Chapter 4: Recent stereological evidence reveals that adult Sertoli cell number increases beyond puberty in normal mice (Hazra et al., 2013), implying that adult mouse Sertoli cells may retain the ability to proliferate. This chapter first sought to assess the differentiation status of normal mouse adult Sertoli cells, using proliferation as a marker. It was found that approximately 3% of normal adult mouse Sertoli cells exhibit proliferative activity, revealing the suitability of this laboratory animal as a new model to study adult Sertoli cell differentiation. It is well established that FSH can regulate Sertoli cell differentiation, at least in the Djungarian hamster, based on extensive proliferation assessments (Meachem et al., 2005a; Tarulli et al., 2006). Therefore, this chapter also explored the role of FSH action during postnatal and postpubertal life on adult Sertoli cell differentiation status using proliferation as a marker in the inhibin alpha knockout mouse. This model is both particularly sensitive to FSH action and features abnormally sustained Sertoli cell proliferation during adulthood resulting in Sertoli cell tumours. The results show that FSH inhibition during only one week of postnatal or postpubertal life suppresses the abnormal adult Sertoli cell proliferation in inha KO mice to near normal levels, subsequently suppressing tumour growth.
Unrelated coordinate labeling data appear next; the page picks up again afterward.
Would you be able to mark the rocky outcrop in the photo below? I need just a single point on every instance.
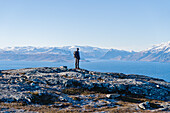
(49, 85)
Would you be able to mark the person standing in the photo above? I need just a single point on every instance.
(77, 58)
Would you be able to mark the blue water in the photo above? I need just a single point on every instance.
(152, 69)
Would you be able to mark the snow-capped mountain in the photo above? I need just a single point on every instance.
(158, 53)
(114, 54)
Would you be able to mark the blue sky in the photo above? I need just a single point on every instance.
(122, 24)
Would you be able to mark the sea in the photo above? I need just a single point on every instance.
(152, 69)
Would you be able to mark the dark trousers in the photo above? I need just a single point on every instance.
(76, 63)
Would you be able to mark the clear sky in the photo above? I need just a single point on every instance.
(122, 24)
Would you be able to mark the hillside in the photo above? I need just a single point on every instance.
(58, 89)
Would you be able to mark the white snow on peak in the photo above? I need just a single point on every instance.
(164, 47)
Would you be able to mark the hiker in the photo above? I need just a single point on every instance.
(77, 58)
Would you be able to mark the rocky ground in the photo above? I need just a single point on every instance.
(52, 89)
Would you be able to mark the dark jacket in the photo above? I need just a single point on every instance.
(76, 55)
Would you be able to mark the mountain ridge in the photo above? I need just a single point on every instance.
(157, 53)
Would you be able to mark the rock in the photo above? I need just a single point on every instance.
(112, 96)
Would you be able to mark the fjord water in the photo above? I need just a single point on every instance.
(152, 69)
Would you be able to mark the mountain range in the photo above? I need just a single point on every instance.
(157, 53)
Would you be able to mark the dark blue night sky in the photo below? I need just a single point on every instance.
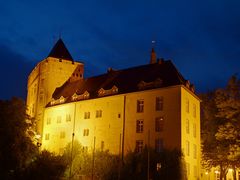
(202, 38)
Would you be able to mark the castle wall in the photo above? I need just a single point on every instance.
(43, 80)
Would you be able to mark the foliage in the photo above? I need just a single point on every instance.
(168, 161)
(108, 166)
(17, 150)
(105, 164)
(46, 166)
(221, 127)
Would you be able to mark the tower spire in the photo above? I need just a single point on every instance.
(60, 51)
(153, 58)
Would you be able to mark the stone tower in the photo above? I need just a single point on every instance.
(50, 73)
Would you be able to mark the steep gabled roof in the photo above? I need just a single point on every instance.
(60, 51)
(150, 76)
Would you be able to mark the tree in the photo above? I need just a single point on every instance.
(17, 149)
(161, 165)
(221, 127)
(46, 166)
(80, 161)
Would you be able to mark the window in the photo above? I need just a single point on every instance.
(139, 146)
(187, 105)
(187, 126)
(194, 110)
(47, 136)
(102, 145)
(187, 148)
(158, 145)
(62, 135)
(48, 120)
(139, 126)
(140, 105)
(59, 119)
(85, 149)
(159, 123)
(85, 132)
(98, 113)
(188, 168)
(194, 130)
(61, 151)
(68, 117)
(195, 171)
(87, 115)
(194, 151)
(159, 103)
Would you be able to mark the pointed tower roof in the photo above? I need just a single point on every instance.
(60, 51)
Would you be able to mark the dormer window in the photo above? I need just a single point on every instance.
(148, 85)
(58, 101)
(103, 92)
(76, 97)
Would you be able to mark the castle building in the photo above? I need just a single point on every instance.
(120, 110)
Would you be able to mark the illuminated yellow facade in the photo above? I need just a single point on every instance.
(48, 74)
(123, 111)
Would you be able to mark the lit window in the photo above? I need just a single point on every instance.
(140, 105)
(187, 105)
(139, 146)
(59, 119)
(194, 130)
(48, 120)
(47, 136)
(187, 148)
(139, 126)
(194, 151)
(159, 103)
(68, 117)
(188, 168)
(158, 145)
(187, 126)
(87, 115)
(85, 149)
(195, 171)
(85, 132)
(62, 135)
(159, 124)
(102, 145)
(61, 151)
(194, 110)
(98, 113)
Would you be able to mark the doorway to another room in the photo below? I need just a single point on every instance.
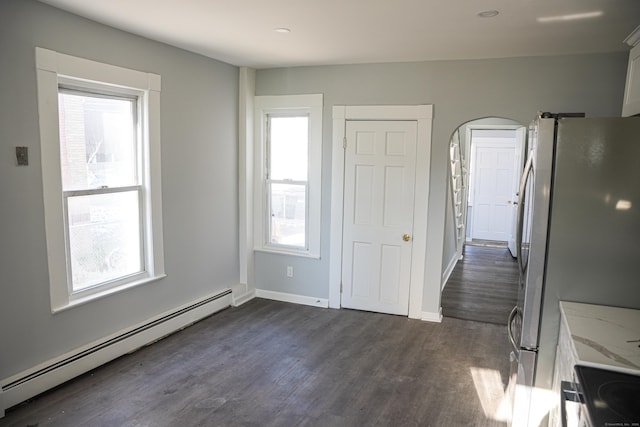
(481, 278)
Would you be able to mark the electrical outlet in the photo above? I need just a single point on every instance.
(22, 156)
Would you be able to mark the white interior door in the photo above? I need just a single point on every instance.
(519, 158)
(493, 189)
(380, 162)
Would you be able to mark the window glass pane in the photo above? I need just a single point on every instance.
(289, 143)
(288, 214)
(104, 237)
(97, 140)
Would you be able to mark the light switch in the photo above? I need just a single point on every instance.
(22, 156)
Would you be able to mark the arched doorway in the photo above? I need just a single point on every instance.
(485, 160)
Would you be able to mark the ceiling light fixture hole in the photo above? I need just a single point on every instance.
(488, 14)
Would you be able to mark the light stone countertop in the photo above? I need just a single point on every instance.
(603, 336)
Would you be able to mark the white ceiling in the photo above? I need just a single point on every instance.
(241, 32)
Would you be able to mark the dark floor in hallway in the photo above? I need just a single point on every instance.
(270, 363)
(483, 286)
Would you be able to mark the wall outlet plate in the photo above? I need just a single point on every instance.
(22, 156)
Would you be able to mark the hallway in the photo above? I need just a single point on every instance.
(483, 286)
It is concluded, based on proliferation as a marker of Sertoli cell differentiation, that the differentiation status of adult Sertoli cells is regulated by FSH action during both postnatal and postpubertal life.
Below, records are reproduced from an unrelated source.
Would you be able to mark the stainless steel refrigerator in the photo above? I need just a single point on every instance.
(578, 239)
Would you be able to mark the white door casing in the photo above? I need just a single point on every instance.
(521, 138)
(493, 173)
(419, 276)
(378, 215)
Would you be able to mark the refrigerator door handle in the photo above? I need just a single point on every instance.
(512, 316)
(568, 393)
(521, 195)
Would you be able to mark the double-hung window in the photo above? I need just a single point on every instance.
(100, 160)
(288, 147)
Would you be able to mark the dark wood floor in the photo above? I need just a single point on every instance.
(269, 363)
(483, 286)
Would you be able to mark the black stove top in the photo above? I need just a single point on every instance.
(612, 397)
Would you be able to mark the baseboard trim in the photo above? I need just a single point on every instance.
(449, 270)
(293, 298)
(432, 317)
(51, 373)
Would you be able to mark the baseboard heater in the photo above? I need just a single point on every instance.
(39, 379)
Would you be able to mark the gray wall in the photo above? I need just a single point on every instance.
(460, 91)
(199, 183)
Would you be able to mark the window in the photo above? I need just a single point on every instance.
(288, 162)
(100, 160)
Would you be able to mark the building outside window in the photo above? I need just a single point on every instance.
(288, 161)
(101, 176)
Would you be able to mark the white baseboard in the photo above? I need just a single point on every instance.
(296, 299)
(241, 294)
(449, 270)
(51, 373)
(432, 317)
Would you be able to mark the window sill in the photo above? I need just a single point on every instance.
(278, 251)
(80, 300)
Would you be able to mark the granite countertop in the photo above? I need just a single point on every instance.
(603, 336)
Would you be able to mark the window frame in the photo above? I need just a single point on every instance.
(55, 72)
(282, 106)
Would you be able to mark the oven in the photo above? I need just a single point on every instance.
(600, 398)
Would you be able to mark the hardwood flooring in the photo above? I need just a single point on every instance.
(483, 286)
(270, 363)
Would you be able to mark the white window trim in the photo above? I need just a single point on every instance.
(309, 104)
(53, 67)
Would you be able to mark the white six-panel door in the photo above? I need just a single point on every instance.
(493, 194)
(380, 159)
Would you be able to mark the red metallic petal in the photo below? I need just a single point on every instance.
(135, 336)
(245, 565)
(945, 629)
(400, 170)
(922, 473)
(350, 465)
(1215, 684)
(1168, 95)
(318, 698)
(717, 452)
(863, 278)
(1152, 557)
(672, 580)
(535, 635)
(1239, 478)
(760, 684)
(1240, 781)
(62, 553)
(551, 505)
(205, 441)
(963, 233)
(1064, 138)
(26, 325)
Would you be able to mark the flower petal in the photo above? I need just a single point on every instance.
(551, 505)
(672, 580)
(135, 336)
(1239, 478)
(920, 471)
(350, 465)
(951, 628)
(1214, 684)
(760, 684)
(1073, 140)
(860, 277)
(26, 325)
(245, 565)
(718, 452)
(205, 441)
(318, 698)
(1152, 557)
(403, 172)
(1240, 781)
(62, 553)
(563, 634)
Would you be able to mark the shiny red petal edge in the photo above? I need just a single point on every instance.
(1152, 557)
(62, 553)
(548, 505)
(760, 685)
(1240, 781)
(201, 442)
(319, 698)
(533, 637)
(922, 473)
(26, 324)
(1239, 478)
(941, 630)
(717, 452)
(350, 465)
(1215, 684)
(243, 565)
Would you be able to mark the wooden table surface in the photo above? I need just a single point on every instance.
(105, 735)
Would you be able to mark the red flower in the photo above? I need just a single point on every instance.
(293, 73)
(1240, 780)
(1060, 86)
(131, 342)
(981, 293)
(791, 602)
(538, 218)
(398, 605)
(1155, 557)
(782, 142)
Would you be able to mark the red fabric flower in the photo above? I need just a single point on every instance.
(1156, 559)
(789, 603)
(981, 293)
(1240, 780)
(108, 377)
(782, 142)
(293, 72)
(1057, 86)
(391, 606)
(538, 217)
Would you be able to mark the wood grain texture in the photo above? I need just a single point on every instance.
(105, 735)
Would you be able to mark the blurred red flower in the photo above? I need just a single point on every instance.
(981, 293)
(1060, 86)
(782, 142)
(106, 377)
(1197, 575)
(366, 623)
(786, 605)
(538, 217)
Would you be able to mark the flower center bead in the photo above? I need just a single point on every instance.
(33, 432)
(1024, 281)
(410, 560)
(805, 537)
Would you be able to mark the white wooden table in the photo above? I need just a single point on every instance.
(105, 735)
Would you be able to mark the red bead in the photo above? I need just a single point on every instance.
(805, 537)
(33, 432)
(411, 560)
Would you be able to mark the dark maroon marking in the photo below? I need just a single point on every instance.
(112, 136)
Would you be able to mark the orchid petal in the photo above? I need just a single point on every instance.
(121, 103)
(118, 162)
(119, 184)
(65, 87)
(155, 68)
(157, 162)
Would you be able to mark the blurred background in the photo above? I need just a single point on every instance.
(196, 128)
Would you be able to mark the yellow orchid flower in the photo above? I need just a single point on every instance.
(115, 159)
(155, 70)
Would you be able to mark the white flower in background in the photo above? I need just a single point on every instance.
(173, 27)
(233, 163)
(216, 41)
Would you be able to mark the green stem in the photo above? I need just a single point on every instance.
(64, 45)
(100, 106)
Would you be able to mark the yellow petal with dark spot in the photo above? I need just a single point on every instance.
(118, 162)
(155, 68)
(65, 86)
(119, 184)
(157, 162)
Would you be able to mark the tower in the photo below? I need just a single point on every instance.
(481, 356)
This thesis has added four important pieces of information to the field of adult Sertoli cell differentiation:
i) Sertoli cell junctional proteins are disorganised at the adult inter-Sertoli interface in men with idiopathic impaired spermatogenesis, and the extent of junction disorganisation is not related to the extent of germ cell progression.
ii) The BTB is not just 'open' and 'shut' in healthy adult rats; it features differing levels of functionality that are related to the extent of germ cell progression.
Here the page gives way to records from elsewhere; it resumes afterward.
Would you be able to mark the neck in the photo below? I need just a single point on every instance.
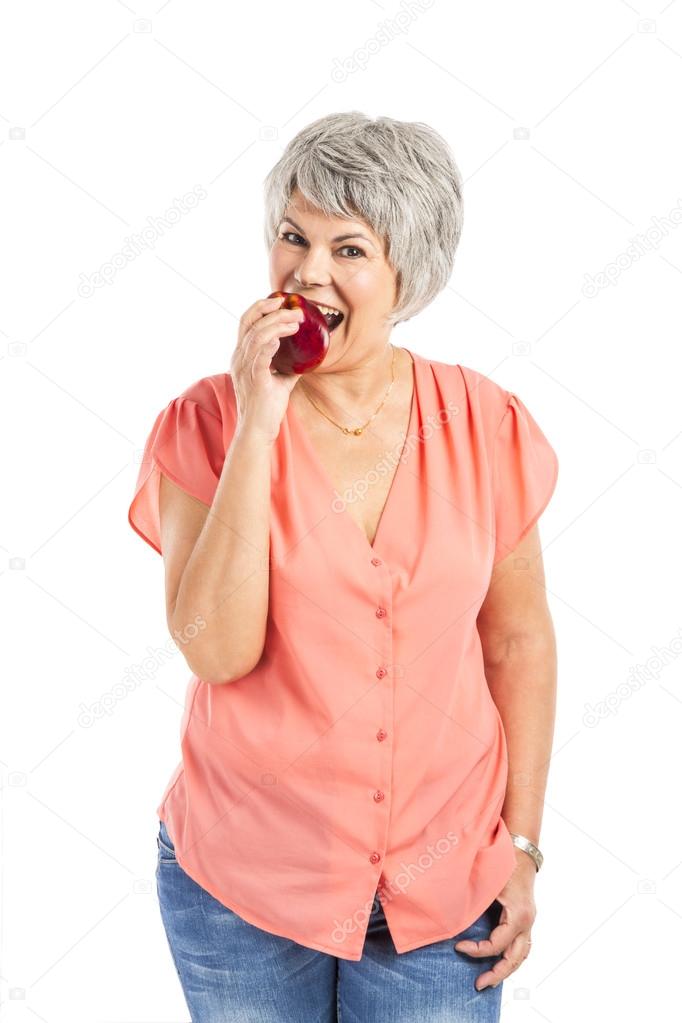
(353, 391)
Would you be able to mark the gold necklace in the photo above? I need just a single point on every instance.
(358, 430)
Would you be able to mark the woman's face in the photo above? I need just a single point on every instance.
(350, 274)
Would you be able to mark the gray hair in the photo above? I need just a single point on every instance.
(400, 177)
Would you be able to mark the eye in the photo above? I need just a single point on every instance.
(356, 249)
(285, 235)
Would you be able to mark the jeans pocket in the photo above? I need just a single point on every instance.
(165, 845)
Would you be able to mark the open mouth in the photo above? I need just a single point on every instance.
(332, 316)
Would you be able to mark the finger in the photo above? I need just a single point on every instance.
(259, 340)
(512, 958)
(259, 311)
(500, 937)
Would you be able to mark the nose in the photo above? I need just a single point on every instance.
(312, 270)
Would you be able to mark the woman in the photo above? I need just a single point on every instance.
(354, 575)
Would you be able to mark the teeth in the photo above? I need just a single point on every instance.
(327, 310)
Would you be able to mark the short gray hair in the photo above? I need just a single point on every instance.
(398, 176)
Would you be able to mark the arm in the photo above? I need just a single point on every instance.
(217, 562)
(519, 655)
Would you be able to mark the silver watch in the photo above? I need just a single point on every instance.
(525, 843)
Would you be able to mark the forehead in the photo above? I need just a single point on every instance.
(301, 209)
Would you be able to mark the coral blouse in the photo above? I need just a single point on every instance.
(364, 753)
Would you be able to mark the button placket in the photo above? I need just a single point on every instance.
(384, 646)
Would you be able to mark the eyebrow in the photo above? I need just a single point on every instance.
(339, 237)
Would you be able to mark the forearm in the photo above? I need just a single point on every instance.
(523, 683)
(226, 579)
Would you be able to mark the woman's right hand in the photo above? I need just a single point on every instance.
(262, 394)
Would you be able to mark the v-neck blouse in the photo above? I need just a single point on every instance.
(364, 753)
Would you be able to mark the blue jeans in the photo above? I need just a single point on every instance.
(230, 970)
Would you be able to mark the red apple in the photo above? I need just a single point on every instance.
(301, 352)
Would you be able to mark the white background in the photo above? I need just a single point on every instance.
(564, 121)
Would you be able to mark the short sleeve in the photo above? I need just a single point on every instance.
(185, 444)
(525, 473)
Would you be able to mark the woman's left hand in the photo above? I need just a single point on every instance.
(511, 937)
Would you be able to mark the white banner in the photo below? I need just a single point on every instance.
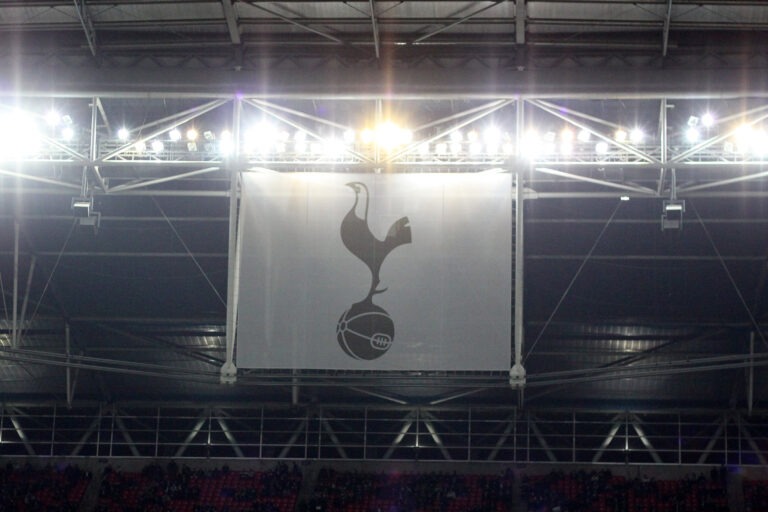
(375, 271)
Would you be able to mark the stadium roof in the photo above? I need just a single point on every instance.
(606, 288)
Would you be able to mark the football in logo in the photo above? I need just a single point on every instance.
(365, 331)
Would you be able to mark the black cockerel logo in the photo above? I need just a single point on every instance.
(365, 330)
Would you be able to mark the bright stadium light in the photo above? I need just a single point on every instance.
(692, 134)
(52, 118)
(388, 135)
(366, 136)
(492, 136)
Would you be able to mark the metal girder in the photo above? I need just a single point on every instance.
(453, 24)
(296, 23)
(375, 29)
(196, 428)
(636, 424)
(521, 14)
(609, 438)
(665, 33)
(87, 24)
(231, 18)
(230, 437)
(334, 438)
(542, 440)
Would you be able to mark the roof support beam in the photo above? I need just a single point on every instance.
(296, 23)
(87, 23)
(451, 25)
(521, 14)
(375, 27)
(665, 35)
(231, 16)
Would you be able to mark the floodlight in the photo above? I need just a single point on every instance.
(81, 206)
(388, 135)
(333, 148)
(52, 118)
(492, 135)
(692, 134)
(226, 146)
(366, 136)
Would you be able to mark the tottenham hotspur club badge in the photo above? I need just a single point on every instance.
(365, 330)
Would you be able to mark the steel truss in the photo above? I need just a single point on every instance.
(507, 435)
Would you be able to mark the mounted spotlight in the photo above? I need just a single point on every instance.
(672, 214)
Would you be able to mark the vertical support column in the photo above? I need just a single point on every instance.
(228, 369)
(751, 374)
(14, 331)
(68, 369)
(517, 372)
iii) A subset of normal adult mouse Sertoli cells exhibit proliferative activity. iv) FSH regulates adult mouse Sertoli cell differentiation, at least in terms of proliferation.

Additionally, this thesis has also made three important technical contributions to the field of Sertoli cell differentiation:
i) Identifying four descriptors of human adult Sertoli cell junction organisation.
ii) Development of a more comprehensive approach to test BTB functionality.
iii) Description of two readily accessible laboratory animals as suitable models to further study Sertoli cell differentiation, an important area that has been under researched due to restricted access to well characterised models such as the Djungarian hamster.

In conclusion, human, rat and mouse adult Sertoli cells are not a homogenous 'terminally' differentiated population, but rather are a heterogeneous population that feature an 'intermediate' state of differentiation in settings of normal and impaired spermatogenesis. These 'intermediate' Sertoli cells can arise from either dedifferentiation during adult life (Chapter 3) or may be cells that never reach their fully differentiated form during postnatal and pubertal development, due either to unknown genetic factors (Chapter 2) or in response to a changing hormonal environment (Chapter 4). These findings reveal a deeper understanding of adult Sertoli cell plasticity, and highlight the importance of Sertoli cell differentiation for complete germ cell progression.